Ebu fikiria you spend millions taking your child to an International School and thereafter to Oxford University. The end result is a Bachelors degree in IT.

Problem is, today we do have hundreds of IT specialists, doctors, lawyers, etc.

What does that mean?

Many professionals with zero opportunities, now if you as a parent happen to have a sister who works in the President’s office who knows the permanent secretary in the Ministry of Finance and can get the child a job.

That job will not exactly offer the financial freedom that will transform the child economically. But it can get the child a handsome salary and a loan in Barclay’s Bank.

Though it can’t get him his dream house or even finance, the life style of his generation even if he worked for two decades straight without touching his salary.

Look at the world now, everything is expensive. That acre of land in your area today that cost a mere 5m 10years ago, today it is four times that much.
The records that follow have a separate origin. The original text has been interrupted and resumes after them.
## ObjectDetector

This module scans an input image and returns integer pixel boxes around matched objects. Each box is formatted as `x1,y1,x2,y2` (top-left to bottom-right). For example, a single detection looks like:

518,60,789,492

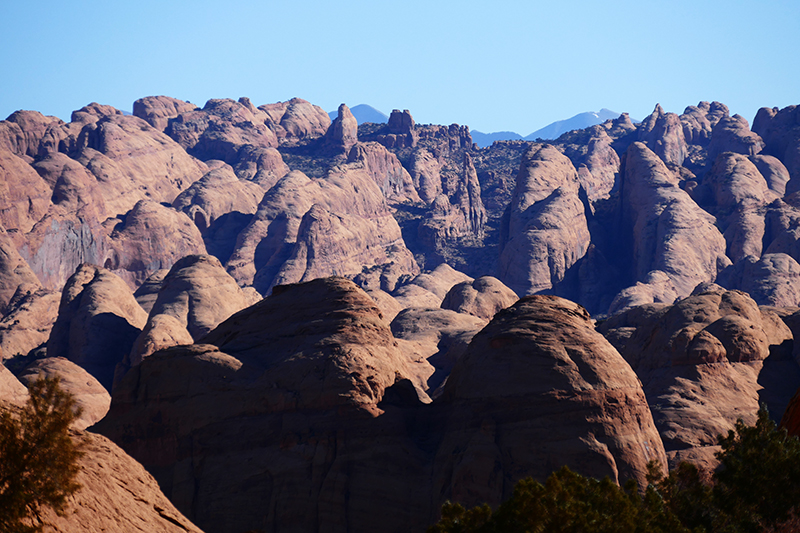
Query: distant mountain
470,130,522,148
468,109,619,148
525,109,619,141
328,104,389,124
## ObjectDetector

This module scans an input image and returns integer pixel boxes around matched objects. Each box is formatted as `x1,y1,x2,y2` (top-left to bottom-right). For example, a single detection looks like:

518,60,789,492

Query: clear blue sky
0,0,800,135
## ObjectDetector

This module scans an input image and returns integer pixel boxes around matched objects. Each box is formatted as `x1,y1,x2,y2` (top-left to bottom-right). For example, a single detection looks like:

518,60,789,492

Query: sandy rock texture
96,278,666,532
47,264,147,391
498,145,590,295
599,284,800,467
436,296,666,503
442,276,519,320
17,357,111,429
612,143,730,312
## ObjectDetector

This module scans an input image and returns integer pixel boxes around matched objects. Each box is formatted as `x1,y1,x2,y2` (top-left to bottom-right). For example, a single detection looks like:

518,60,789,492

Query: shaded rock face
42,431,202,533
133,96,197,131
128,255,253,368
165,98,278,165
325,104,358,153
499,145,590,294
639,104,688,166
97,278,438,531
0,285,61,358
753,106,800,192
172,165,264,233
18,357,111,429
436,296,666,504
347,142,420,203
600,286,800,467
103,200,206,288
612,143,730,312
47,264,147,390
226,163,419,294
442,276,519,320
390,307,487,392
95,278,666,532
258,98,331,143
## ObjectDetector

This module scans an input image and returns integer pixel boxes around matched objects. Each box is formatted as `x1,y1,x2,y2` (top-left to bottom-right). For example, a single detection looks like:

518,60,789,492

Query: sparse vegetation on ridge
0,377,82,533
428,407,800,533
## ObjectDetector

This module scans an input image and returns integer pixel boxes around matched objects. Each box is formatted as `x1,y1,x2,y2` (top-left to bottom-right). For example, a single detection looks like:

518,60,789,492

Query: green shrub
0,377,81,533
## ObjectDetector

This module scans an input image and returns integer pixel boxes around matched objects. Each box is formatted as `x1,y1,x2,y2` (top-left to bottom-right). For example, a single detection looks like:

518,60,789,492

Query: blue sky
0,0,800,135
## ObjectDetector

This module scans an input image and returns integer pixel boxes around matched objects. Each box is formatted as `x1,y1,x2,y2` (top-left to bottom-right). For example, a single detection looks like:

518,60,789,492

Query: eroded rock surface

Jamani hebu imagine if leo hii your baby is 10yrs how much that acre will cost when is 30 years old. Getting a job now is twice as competitive as it was 10 years ago.

Fikiria how it will be 20 years from now, but most of today’s parents haven’t caught on these changing dynamics of the world.
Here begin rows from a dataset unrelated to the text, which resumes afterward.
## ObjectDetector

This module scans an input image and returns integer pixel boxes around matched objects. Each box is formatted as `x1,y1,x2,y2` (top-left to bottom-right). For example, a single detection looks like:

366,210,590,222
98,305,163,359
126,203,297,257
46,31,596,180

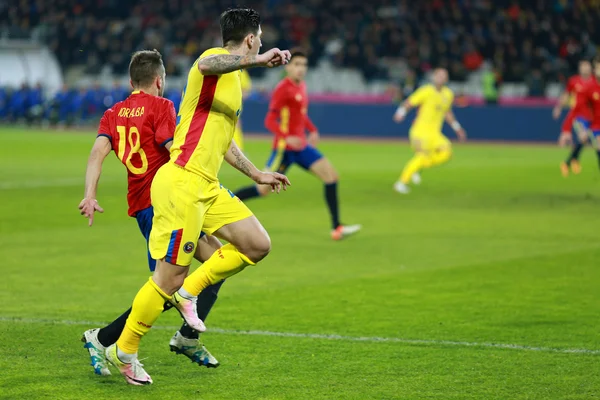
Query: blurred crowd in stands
0,83,181,125
0,0,600,87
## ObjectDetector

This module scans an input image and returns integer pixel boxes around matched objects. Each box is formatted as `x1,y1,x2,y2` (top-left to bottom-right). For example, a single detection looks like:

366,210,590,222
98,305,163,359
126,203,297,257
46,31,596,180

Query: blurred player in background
79,51,222,375
233,69,252,150
236,50,361,240
586,57,600,166
106,8,290,385
394,68,467,194
552,60,594,177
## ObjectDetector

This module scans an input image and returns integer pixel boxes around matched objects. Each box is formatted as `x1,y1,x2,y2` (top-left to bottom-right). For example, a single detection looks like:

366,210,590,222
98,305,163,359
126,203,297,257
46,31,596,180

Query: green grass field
0,128,600,400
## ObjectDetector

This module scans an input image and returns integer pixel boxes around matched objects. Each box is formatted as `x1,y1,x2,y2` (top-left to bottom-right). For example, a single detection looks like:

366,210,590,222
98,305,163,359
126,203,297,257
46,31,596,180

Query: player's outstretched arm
394,99,413,124
225,140,291,193
198,48,292,75
79,136,111,226
446,110,467,142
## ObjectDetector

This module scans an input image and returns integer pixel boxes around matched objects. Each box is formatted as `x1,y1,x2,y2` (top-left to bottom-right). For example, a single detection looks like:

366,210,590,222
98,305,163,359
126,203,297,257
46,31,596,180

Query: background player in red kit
235,50,361,240
79,50,222,375
553,60,594,176
586,57,600,166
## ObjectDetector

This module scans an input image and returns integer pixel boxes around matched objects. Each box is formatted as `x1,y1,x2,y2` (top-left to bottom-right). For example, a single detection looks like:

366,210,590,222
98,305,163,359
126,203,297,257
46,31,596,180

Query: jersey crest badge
183,242,194,254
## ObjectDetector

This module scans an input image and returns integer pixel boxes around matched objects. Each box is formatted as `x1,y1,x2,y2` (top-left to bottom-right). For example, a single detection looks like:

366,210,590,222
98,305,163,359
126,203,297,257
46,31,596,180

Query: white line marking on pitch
0,316,600,355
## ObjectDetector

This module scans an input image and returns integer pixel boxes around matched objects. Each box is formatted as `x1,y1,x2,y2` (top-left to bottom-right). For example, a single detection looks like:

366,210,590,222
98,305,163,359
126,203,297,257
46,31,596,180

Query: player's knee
194,235,223,263
324,167,340,185
239,232,271,263
258,185,271,197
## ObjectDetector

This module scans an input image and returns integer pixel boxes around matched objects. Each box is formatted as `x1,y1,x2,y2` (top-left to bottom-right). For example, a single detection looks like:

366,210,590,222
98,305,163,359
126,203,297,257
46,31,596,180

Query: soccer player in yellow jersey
106,8,291,385
394,68,467,194
233,69,252,150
In relation to the kind of education they are offering their children. Today’s parent like our parents long ago, still excited about taking their children to the big name schools and wanting their babies to do the big sounding courses (which sometimes end up damaging their career and become frustrated in life).

The parent dreams of seeing the child put on that weird looking wig that judges put on complete with the all black robe. That’s the sign of success and best gift a parent can give to child.

And one will go to extra lengths to offer that, but is success nowadays only found in offices?

Is money found behind these computers we keep tapping on daily?

Is a sense of achievement found in doing the same thing in air conditioned office forever earning the same salary for years?

Is that what you (as a parent) spent millions for in international schools, putting your child into an unseen vicious cycle of boring lifestyle?

Send the child to international school but during the holidays, take him to the farm to help with the process of milking the cows right down (wacha pia achafuke also anyeshewe na mvua), to supplying it to customers and doing all the paper work involved.

Let the child do it thrice a week, don’t you think you would have offered him a more rounded approach to the world he will face in the future?

If he fails to get a job as an accountant at Tanzania Revenue Authority (TRA), then he can always turn to the dairy farm without a hitch.
If he does get a job in TRA and realizes he will be paid 3m per month, which he can actually get in a week, selling thousands of liters of milk, don’t you think he will be better positioned to see the economic sense?

Or what if you taught your daughter during the holiday season, how to run your estate right from collecting the rent from the numerous tenants you have, to supervising the renovations and penning warning letters to the stubborn tenants?

Don’t you think you would have offered her, another dimension to life that will come in so handy in case she doesn’t get that human resource job she badly wants?


The world has developed dramatically but our education hasn’t. If you are a parent does your child have a wholesome education?